Samsung Surprise As World’s First Smartphone With Quantum Technology Launches May 22

The current Samsung Galaxy flagship S20 series all come with a new secure element security solution including a dedicated security chip that can prevent hackers from stealing data even if they have their hands on your hardware. (Quantum Technology first smartphone)

Samsung Surprise As World’s First Smartphone With Quantum Technology Launches May 22

Now there’s something that I wasn’t expecting any time soon: a quantum-powered smartphone. Yet here we are, with an announcement from Samsung and Korean provider SK Telecom that the world’s first 5G smartphone complete with a quantum random number generator (QRNG) is due to launch next week.

The Galaxy A Quantum, however, turns the security dial up to 11.

Although it’s a Galaxy A71 5G at heart, the rebranded and updated smartphone comes complete with one important security extra: a QRNG chip developed by ID Quantique

When random just is not random enough

Random number generators are a vital part of many security solutions, but they often aren’t as random as you might expect. Indeed, “pseudo-random” number generators are not uncommon, but these are a weak spot cryptographically and, as such, are something of a honeypot for hackers. What the ID Quantique QRNG brings to the security party is not only a genuinely random number generator but one able to generate perfectly unpredictable randomness.

The QRNG chip found in the Samsung Galaxy A Quantum is provably random, has full entropy from the first bit, and has been both designed and manufactured specifically for mobile handsets.

The quantum randomness is achieved by way of “shot noise” from a light source captured by a CMOS image sensor. A light-emitting diode (LED) and an image sensor are contained within the chip, and that LED emits a random number of photons thanks to something called quantum noise, ID Quantique explains. Those photons are then captured and counted by the image sensor pixels and provide a series of random numbers fed into a random bit generator algorithm.

The algorithm further distills the “entropy of quantum origin” to create the perfectly unpredictable random bits. If any failure is detected during the physical process, the stream is disabled and an automatic recovery procedure starts another.

With uses such as two-factor authentication, biometric authentication for mobile payments, and blockchain-based document storage wallets, the QRNG will be put to good use.

A new chapter in quantum security history

Gregorio Ribordy, co-founder and CEO of ID Quantique, said, “With its compact size and low power consumption, our latest Quantis QRNG chip can be embedded in any smartphone, to ensure trusted authentication and encryption of sensitive information. It will bring a new level of security to the mobile phone industry.

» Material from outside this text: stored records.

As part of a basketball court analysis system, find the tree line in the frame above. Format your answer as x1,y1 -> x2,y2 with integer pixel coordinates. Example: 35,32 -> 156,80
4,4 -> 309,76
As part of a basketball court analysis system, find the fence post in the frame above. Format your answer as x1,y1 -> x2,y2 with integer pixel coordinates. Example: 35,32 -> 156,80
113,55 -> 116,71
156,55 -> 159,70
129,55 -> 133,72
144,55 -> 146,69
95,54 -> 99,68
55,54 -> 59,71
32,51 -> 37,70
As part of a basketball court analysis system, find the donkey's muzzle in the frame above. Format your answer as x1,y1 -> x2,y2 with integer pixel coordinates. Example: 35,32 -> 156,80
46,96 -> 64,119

This is truly the first mass-market application of quantum technologies.” Ryu Young-sang, vice-president at SK Telecom, said the Galaxy A Quantum is a “new chapter in the history of the quantum security industry.” The Samsung Galaxy A Quantum will launch in Korea on May 22. Although there is no news of any launch outside of Korea at the moment, SK Telecom and ID Quantique already have quantum communication network-building projects in both the U.S. and Europe. “Going forward,” SK Telecom said, it will “expand its footprint in the quantum security business by integrating QRNGs to more devices and networks.” If the Galaxy A Quantum proves to be a success, I see no reason why this couldn’t be something we see more of securing flagship devices around the world very soon.